A few more days passed and I felt no different and at times when my temperature was high, I felt dreadful, I was weary and I had very little appetite. I had a few stomach upsets, but nothing that made me think it could be something I'd eaten causing it all. It almost felt like I was being poisoned or something. I even started to Google carbon monoxide poisoning although we have alarms to detect it as I just couldn't place how I felt. I knew it wasn't the usual cold or flu though and I made my mind up that I'd phone the transplant team first thing in the morning although a week hadn't quite passed. I'd recently had one of my immunesuppressant drugs reduced so I'd started worrying about rejection although I'd only had my blood levels checked about ten days beforehand.

When I woke in the morning though I could barely move, my temperature had hit near forty degrees and I felt extremely unwell. Rob phoned the transplant team and the nurse said I probably need intravenous antibiotics and to phone the GP so I could be taken into hospital. The GP was brilliant and came out more or less straight away after speaking to Rob and when she arrived I had deteriorated even more, the high temperature actually making me sick. She did a quick check and then phoned straight for an ambulance to blue light me to hospital and within minutes we could hear the sirens screeching down our road. I was so relieved the doctor had come out to me, she was very concerned it may be sepsis with my temperature.
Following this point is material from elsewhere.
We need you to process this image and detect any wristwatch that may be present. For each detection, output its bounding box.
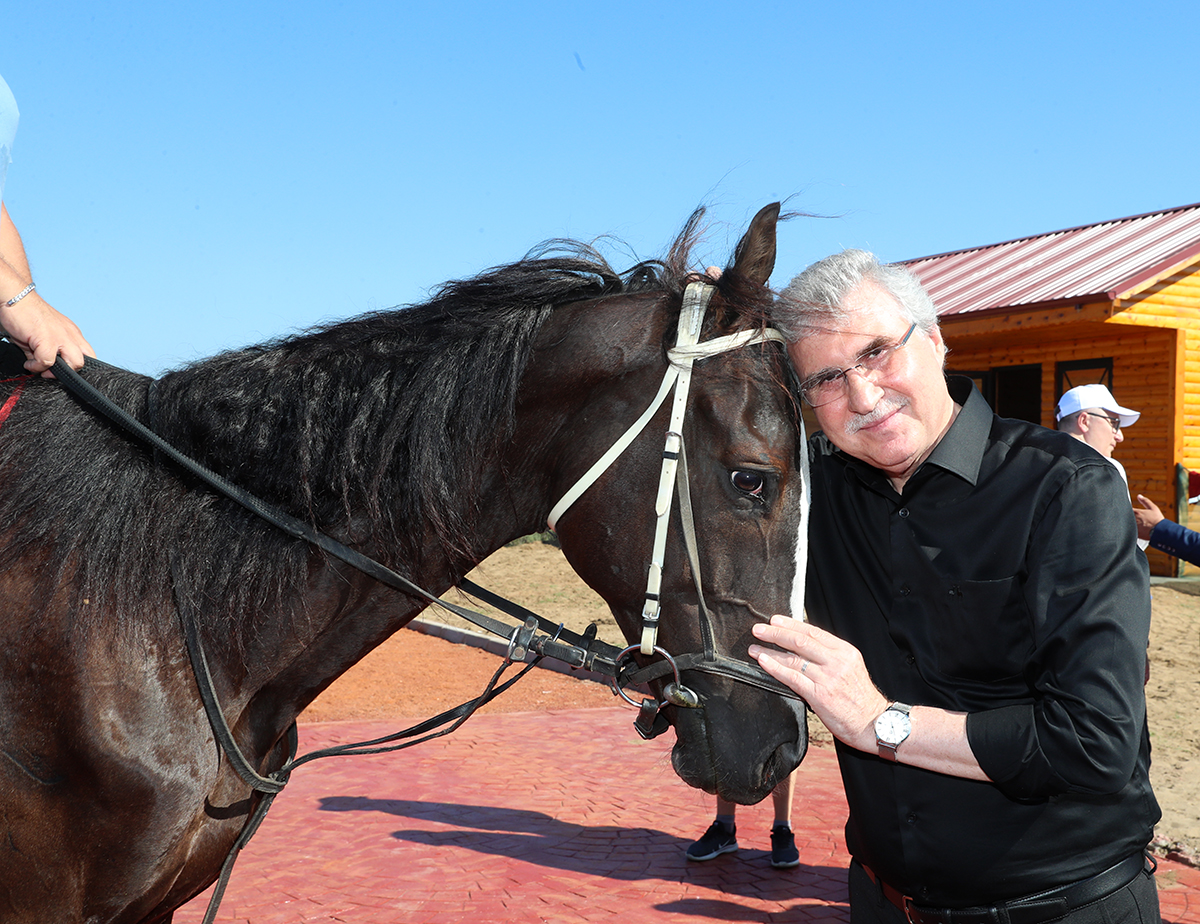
[875,703,912,761]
So my main symptoms during the lead up to this had been extreme fatigue - an unusual tiredness; high temperatures - spiking over 39 and 40 at times; irregular and sparse stomach upsets and loss of appetite. Other symptoms of CMV can be joint and muscle pain, swollen glands and a sore throat, but I didn't experience these.
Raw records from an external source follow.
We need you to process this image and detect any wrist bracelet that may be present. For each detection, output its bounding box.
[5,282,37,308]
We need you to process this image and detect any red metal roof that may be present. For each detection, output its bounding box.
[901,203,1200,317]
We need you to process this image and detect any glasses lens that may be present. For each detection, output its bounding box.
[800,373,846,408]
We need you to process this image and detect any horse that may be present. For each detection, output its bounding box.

CMV can go virtually unnoticed in many people, but for those with weakened immune systems it can cause more serious symptoms: visual problems, pneumonia, retinitis and hepatitis. In a person with a weak immune system the virus can spread rapidly throughout the body damaging organs particularly the digestive system, lungs and eyes. It is a common virus belonging to the herpes family of viruses such as chickenpox and glandular fever and is primarily spread through bodily fluids, most people contracting it in early childhood, but then the virus will lie dormant in the body's cells forever.

After transplantation if the recipient or donor or both are carriers of the virus then patients are treated with an oral medication called Valganciclovir to prevent re-activation of the virus due to their weakened immune system. This treatment usually continues for at least six months. The virus is at most risk from re-activation in these first months post transplant. I had this course of medication for the first eight months after my transplant as CMV had been detected following my transplant.

At my local hospital I was admitted and treated with intravenous antibiotics for several days as we still didn't know what was wrong with me, but my symptoms did not improve and the doctors were quite flummoxed with me. I saw quite a few consultants over the five days I was there and they worked with my transplant team, but were most concerned that my temperature still kept running high and that something was still amiss. They were also quite bothered that they didn't have the expertise to deal with a heart and lung transplant patient. It was agreed between the teams to transfer me by ambulance to Papworth so they could investigate matters further.

I was very relieved once I arrived at Papworth and my consultant was by this stage thinking it could be CMV virus, although it's unusual for it to re-activate this far down the line. He decided we should start the treatment straight away before we had the blood test result back and while they did more investigations to get to the bottom of things. I started on an intravenous drug called Ganciclovir, but was warned that it may be damaging to my kidneys so treatment may have to be slowed depending on my kidney function (I already have some renal failure). The results of the CMV blood test take several days to come through and when they did it was confirmed that I had CMV and that the levels of it were extremely high. There is a complex measuring system for CMV, and I don't pretend to understand it, but I was told in simple terms that the level should be in the low hundreds and advised that my levels were currently at circa seventeen million, so things had become quite serious and my liver function tests had also revealed inflammation caused by the virus.

We then had to wait a week before another test could be done to see how the virus was doing and if the levels were lowering or not. During this period the team had expected to see some improvement in my symptoms, but I wasn't improving much at all. The team began to worry the treatment wasn't working or that the virus was a strain that's become resistant to the anti- viral drug they were using or that I may even have another problem as well as CMV. I therefore had more tests to try and rule out if I had another problem or not and samples were sent off to check if my virus was one of the resistant strains to the anti-viral drugs. It all felt very worrying and scary. I couldn't help but wonder about rejection again and worrying about what would happen if the drugs weren't working.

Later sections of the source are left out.